Compile NodeJS To Executable

Table of contents

You can bundle your NodeJS project into a single executable program for several operating systems using the PKG CLI tool [↗]. This is a tool provided by Vercel [↗].

You do not need to be a customer of Vercel to use this tool as it is free and open source.

This is ideal for building and distributing CLI tools without requiring the end user to have NodeJS and your project dependencies installed.

You might also use it to deploy your application as a single binary onto your server which reduces your deployment steps.

PKG supports macOS, Windows (x64, arm64, armv6, armv7), and several flavors of Linux (alpine, Linux, Linuxstatic).

Installing PKG

PKG is an NPM package [↗]. You can install this globally and use it directly from the command line.

$ npm install -g pkg

Compiling for different operating systems

As mentioned earlier PKG supports multiple platforms. You can generate binaries for all supported operating systems using whichever operating system you are currently running.

It also supports compilation using different NodeJS versions with Node 8 being the least supported version. Again you don't need to have the Node version used in compilation installed locally.

To compile your project, CD into the project directory and run the following command:

$ pkg -t node12-linux,node14-linux,node14-win index.js -o output-name

This will generate the requested binaries within that directory.

Running the executable

Once compiled you can run your program like you would any executable. The generated binaries can be found in the directory where the compilation was performed.
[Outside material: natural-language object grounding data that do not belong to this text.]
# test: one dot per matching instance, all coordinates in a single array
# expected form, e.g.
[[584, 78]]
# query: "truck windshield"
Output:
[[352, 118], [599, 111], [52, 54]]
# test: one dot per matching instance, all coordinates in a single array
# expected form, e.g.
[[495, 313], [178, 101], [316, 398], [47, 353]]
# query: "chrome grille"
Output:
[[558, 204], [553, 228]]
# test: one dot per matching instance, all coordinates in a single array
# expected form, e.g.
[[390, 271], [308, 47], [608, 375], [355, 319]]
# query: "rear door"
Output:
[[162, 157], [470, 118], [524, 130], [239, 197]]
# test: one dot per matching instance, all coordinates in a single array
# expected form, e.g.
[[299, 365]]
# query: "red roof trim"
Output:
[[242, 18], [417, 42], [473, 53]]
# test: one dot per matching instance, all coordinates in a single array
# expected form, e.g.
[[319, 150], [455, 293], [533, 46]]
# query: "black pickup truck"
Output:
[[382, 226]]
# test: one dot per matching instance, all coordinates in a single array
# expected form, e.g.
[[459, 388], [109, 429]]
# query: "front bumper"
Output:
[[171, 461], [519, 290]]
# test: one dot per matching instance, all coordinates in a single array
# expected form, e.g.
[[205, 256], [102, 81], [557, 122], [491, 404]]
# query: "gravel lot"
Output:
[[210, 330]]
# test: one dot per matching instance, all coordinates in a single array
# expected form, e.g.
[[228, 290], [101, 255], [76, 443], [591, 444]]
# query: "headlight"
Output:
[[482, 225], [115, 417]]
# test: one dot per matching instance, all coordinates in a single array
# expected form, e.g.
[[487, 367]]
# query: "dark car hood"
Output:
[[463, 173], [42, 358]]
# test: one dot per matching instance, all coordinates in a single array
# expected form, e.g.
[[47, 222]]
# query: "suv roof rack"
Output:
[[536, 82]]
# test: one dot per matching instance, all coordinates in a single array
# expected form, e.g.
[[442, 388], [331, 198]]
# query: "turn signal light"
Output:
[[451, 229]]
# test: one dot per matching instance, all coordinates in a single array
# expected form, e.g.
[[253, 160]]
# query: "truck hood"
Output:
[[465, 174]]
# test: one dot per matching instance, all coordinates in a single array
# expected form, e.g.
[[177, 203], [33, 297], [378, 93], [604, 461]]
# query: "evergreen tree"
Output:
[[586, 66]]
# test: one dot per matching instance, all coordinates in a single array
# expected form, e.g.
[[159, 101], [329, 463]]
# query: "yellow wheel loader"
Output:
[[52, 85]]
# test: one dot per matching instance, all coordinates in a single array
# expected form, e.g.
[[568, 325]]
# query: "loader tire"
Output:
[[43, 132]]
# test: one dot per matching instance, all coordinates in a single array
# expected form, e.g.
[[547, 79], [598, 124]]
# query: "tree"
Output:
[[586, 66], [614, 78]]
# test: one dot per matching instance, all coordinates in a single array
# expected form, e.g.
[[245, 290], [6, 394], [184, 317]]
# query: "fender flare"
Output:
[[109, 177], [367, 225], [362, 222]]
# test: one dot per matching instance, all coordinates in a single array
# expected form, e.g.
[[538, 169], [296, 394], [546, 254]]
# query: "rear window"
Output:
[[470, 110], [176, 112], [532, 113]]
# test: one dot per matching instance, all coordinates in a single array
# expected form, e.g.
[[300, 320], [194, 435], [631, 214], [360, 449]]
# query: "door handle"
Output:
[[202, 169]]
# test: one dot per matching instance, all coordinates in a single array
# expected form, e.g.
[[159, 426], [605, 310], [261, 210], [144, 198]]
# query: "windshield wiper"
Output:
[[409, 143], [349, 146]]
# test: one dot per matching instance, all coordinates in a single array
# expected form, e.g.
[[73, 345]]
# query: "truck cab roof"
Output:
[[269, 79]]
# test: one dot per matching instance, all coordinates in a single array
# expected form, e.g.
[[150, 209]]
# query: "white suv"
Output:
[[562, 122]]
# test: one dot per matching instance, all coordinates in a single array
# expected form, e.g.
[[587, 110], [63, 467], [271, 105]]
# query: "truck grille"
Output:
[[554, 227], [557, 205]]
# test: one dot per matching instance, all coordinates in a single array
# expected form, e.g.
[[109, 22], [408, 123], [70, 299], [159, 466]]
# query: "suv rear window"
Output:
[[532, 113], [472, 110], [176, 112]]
$ ./output-name-node14-linux

How does it work?

During compilation, PKG fetches the requested or latest pre-compiled version of NodeJS for the respective platform. This is known as the "base binary".It contains everything needed to run your NodeJS application in isolation.

Your project files are then bundled together with the pre-compiled base binary to form the resulting executable.

If you happen to have assets/project files, not within the project directory, PKG will fetch and remap the path using a virtual directory structure. This ensures that your binary can be shipped without having issues with assets pulled in using absolute paths.